We used simulation studies to evaluate the accuracy of EDE relative to other distances (INV and BP) for estimating evolutionary distances between genomes affected by inversions, transpositions, and inverted transpositions. The details of our methodology are described below; here we give a brief outline of the study design. We generated model trees under either a uniform distribution or under the birth-death model. We simulated the evolution of genomes down the different trees using the GNT model (the generalized Nadeau-Taylor, defined below), thus producing synthetic data (genomes) at the tips (leaves) of the trees. We then computed distances between these genomes, using the various estimators (BP, INV, EDE). Each distance matrix was analyzed using NJ and FastME (Desper and Gascuel 2002), producing trees for each matrix. Accuracy of the resulting trees was measured relative to the model tree using false-negative and false-positive rates. We explored performance on datasets containing either 40 or 160 genomes and either 37 or 120 genes (typical values for mitochondrial and chloroplast genomes, respectively), for a variety of settings of the relative probabilities of the three types of events (inversions, transpositions, and inverted transpositions). Each of these aspects of the study is discussed in more detail below.

Model Trees

As the basis of our experiments we produced model trees; a model tree consists of a rooted tree topology and branch lengths, where the branch length indicates the expected number of evolutionary events (inversions, transpositions, and inverted transpositions) on the branch. The relative probabilities of these different events are given by other parameters in the GNT model and are defined below.

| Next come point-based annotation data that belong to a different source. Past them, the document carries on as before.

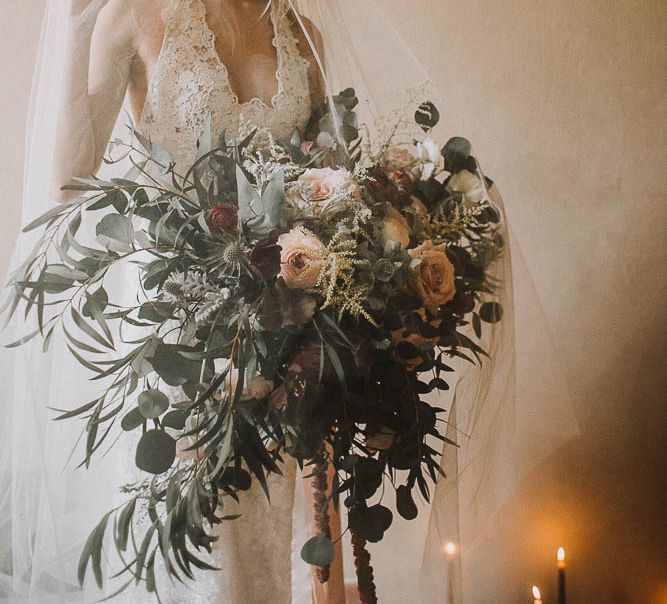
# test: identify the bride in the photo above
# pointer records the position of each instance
(181, 64)
(178, 69)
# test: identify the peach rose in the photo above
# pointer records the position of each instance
(433, 278)
(399, 159)
(418, 207)
(395, 228)
(325, 187)
(301, 258)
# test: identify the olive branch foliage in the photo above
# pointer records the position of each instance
(157, 359)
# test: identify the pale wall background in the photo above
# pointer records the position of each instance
(565, 102)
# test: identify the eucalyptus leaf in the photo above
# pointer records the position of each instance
(153, 403)
(318, 551)
(156, 452)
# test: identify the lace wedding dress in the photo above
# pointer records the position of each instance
(189, 86)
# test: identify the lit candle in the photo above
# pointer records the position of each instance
(537, 595)
(561, 575)
(450, 552)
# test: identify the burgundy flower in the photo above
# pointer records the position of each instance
(265, 259)
(222, 218)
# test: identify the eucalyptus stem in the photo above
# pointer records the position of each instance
(321, 508)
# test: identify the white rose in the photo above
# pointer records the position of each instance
(469, 185)
(428, 154)
(323, 189)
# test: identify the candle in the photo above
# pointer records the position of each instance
(561, 575)
(537, 595)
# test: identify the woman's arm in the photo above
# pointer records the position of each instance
(96, 75)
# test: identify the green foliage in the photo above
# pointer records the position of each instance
(219, 355)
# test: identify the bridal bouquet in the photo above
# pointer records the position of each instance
(286, 303)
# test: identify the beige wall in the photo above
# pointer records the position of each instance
(565, 102)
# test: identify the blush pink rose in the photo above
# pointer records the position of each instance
(301, 257)
(325, 183)
(395, 227)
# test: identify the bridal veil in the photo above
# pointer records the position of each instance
(48, 505)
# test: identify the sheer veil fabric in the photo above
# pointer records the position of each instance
(48, 506)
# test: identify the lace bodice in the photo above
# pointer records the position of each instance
(190, 81)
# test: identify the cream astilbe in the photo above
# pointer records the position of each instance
(336, 281)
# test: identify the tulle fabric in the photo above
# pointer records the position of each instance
(48, 506)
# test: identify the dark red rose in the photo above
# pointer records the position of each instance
(222, 218)
(265, 259)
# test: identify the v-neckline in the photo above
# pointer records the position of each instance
(221, 64)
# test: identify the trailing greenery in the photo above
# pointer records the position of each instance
(295, 298)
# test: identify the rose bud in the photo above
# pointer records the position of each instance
(222, 218)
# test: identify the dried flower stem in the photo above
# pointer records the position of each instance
(362, 562)
(321, 508)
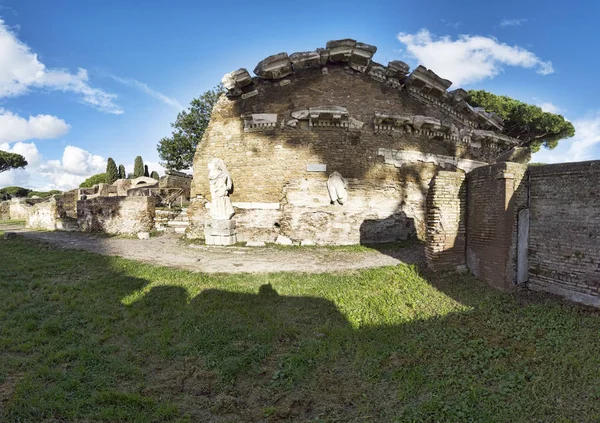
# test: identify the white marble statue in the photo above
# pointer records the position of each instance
(337, 187)
(220, 187)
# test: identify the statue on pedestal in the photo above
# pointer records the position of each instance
(220, 187)
(220, 229)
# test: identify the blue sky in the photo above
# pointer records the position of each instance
(84, 81)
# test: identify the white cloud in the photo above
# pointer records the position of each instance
(579, 148)
(145, 88)
(512, 22)
(75, 166)
(469, 58)
(20, 71)
(550, 108)
(15, 128)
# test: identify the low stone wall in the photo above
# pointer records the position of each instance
(495, 195)
(19, 209)
(446, 213)
(374, 213)
(58, 212)
(116, 215)
(564, 237)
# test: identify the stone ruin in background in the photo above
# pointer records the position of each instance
(329, 147)
(128, 206)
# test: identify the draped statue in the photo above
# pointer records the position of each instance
(220, 187)
(337, 187)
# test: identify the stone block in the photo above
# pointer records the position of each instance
(276, 66)
(256, 244)
(220, 232)
(397, 69)
(520, 155)
(360, 59)
(235, 81)
(340, 50)
(305, 59)
(283, 240)
(316, 167)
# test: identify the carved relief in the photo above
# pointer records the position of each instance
(220, 186)
(254, 122)
(337, 187)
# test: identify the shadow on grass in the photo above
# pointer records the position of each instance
(93, 338)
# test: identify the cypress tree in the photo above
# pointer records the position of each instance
(112, 174)
(138, 167)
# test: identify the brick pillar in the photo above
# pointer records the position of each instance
(446, 211)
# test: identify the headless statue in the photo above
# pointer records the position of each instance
(220, 187)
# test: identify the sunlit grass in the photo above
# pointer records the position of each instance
(92, 338)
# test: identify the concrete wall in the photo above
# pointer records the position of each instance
(446, 213)
(116, 215)
(495, 195)
(564, 237)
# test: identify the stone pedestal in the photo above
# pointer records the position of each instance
(220, 232)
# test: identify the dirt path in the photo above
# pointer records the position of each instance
(171, 251)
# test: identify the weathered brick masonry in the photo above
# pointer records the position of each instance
(446, 212)
(385, 131)
(564, 237)
(495, 195)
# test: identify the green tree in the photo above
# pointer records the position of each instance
(526, 122)
(99, 178)
(177, 151)
(10, 161)
(138, 167)
(13, 192)
(112, 173)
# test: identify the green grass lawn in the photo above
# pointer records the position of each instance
(86, 338)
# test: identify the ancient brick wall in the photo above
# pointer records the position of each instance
(19, 208)
(261, 162)
(116, 215)
(266, 164)
(564, 237)
(446, 213)
(495, 195)
(5, 210)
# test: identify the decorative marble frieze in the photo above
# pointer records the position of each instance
(254, 122)
(399, 158)
(276, 66)
(305, 59)
(324, 117)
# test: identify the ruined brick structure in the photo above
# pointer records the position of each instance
(310, 114)
(536, 227)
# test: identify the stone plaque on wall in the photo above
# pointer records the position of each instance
(316, 167)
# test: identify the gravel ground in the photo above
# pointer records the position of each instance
(170, 250)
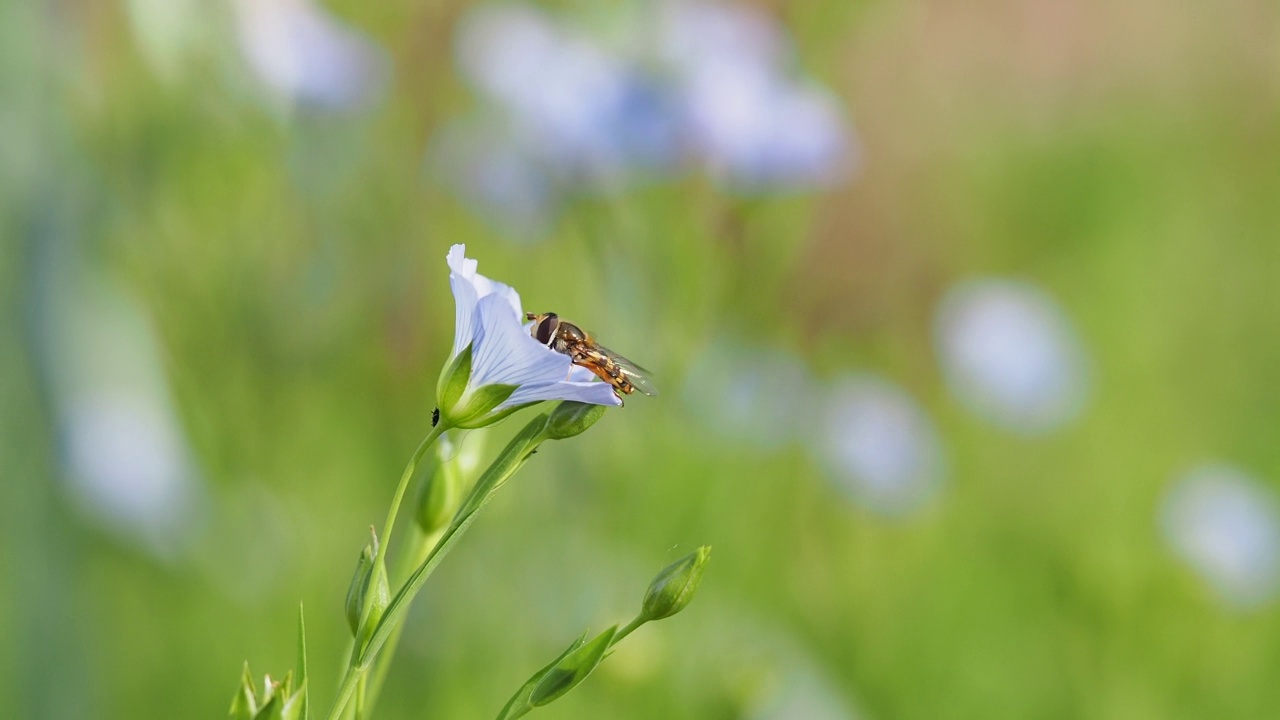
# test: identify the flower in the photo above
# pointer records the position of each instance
(878, 445)
(1010, 354)
(496, 367)
(1225, 524)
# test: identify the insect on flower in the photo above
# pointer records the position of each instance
(567, 338)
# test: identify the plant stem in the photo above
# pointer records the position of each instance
(627, 630)
(353, 669)
(360, 696)
(425, 546)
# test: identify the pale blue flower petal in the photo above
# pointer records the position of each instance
(504, 354)
(594, 392)
(489, 318)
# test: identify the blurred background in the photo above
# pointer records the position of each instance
(964, 318)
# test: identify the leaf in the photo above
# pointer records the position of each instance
(245, 703)
(301, 669)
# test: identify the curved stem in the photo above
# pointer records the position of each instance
(355, 670)
(408, 561)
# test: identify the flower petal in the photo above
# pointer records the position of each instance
(594, 392)
(469, 287)
(504, 354)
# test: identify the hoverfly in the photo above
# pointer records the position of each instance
(567, 338)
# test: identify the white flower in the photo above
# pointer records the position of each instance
(1010, 354)
(306, 55)
(880, 446)
(1225, 524)
(496, 365)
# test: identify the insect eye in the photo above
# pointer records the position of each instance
(547, 329)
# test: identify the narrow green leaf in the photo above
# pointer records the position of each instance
(519, 703)
(571, 670)
(301, 669)
(273, 700)
(245, 703)
(296, 706)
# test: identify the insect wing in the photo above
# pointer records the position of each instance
(634, 373)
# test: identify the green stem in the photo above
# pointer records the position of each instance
(627, 630)
(360, 696)
(380, 669)
(515, 455)
(355, 670)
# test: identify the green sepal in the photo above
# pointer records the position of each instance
(478, 406)
(571, 418)
(356, 591)
(673, 588)
(519, 705)
(245, 703)
(571, 669)
(453, 381)
(440, 488)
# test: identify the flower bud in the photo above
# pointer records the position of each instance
(279, 700)
(440, 488)
(366, 572)
(675, 586)
(571, 669)
(572, 418)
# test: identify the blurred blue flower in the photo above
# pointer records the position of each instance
(754, 124)
(878, 445)
(124, 452)
(497, 177)
(1010, 355)
(684, 85)
(1226, 527)
(585, 112)
(759, 397)
(306, 57)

There are several ways to produce trees with branch lengths, and the choice of technique can influence the relative performance of phylogenetic reconstruction methods. We therefore studied two techniques for generating random trees: (1) birth-death trees, with rate variation across lineages to deviate the trees away from ultrametricity (i.e., away from clocklike behavior), and (2) uniform distribution on tree topologies, with branch lengths drawn from a distribution. Note that birth-death trees are more balanced (in the sense of Heard 1992) than trees drawn from a uniform distribution.

Birth-death trees

We generated birth-death model trees through the use of the r8s software (Sanderson 2003), which produces a rooted binary tree along with branch lengths; these branch lengths are ultrametric (i.e., they obey a molecular clock). We now describe how we modified the model tree so that it did not fit the molecular clock. First, we selected a parameter c. Then, for each branch, we picked a random number s (called the “stretch”) where ln(s) was drawn uniformly from the interval [−c,c]; the length of the branch was then multiplied by s. Thus, each branch length is multiplied by a potentially different random number. This process yields a model tree which is not ultrametric; furthermore, by varying the parameter c we can vary the deviation from the molecular clock. For c = 8.8 and 26.1, the expected deviation E[s] from the molecular clock is 2 and 4, respectively. Finally, we then rescale all branch lengths (by multiplying all lengths by the same fixed value) in order to achieve a target evolutionary diameter D for the tree, where the “evolutionary diameter” is the maximum pairwise path length between taxa in the resulting tree. The target diameters were drawn from 0.1n, 0.2n, 0.4n, 0.8n, 1.6n, 2.4n, and 3.2n, where n is the number of genes; these resulted in datasets that have maximum normalized pairwise inversion distances ranging from approximately 0.1 up to almost 1, which is the maximum possible.

Uniform tree topologies

Under this approach, we selected tree topologies from the uniform distribution on binary, unrooted trees with leaves labeled by 1, 2, ... , m, for m = 40 or 160 (the two tree sizes we investigated). We assigned branch lengths to each tree using the following three steps: (1) we picked a target diameter D, drawn from 0.1n, 0.2n, 0.4n, 0.8n, 1.6n, 2.4n, and 3.2n, where n is the number of genes; (2) we assigned an initial length for each branch by drawing integers randomly between 1 and 15; and (3) we then multiplied all branch lengths by the same constant in order to obtain the selected target diameter. The use of small target diameters defines model trees that produce simulated datasets with small maximum pairwise inversion distances, while the use of large target diameters defines model trees that produce simulated datasets with maximum pairwise inversion distances close to n, the maximum possible.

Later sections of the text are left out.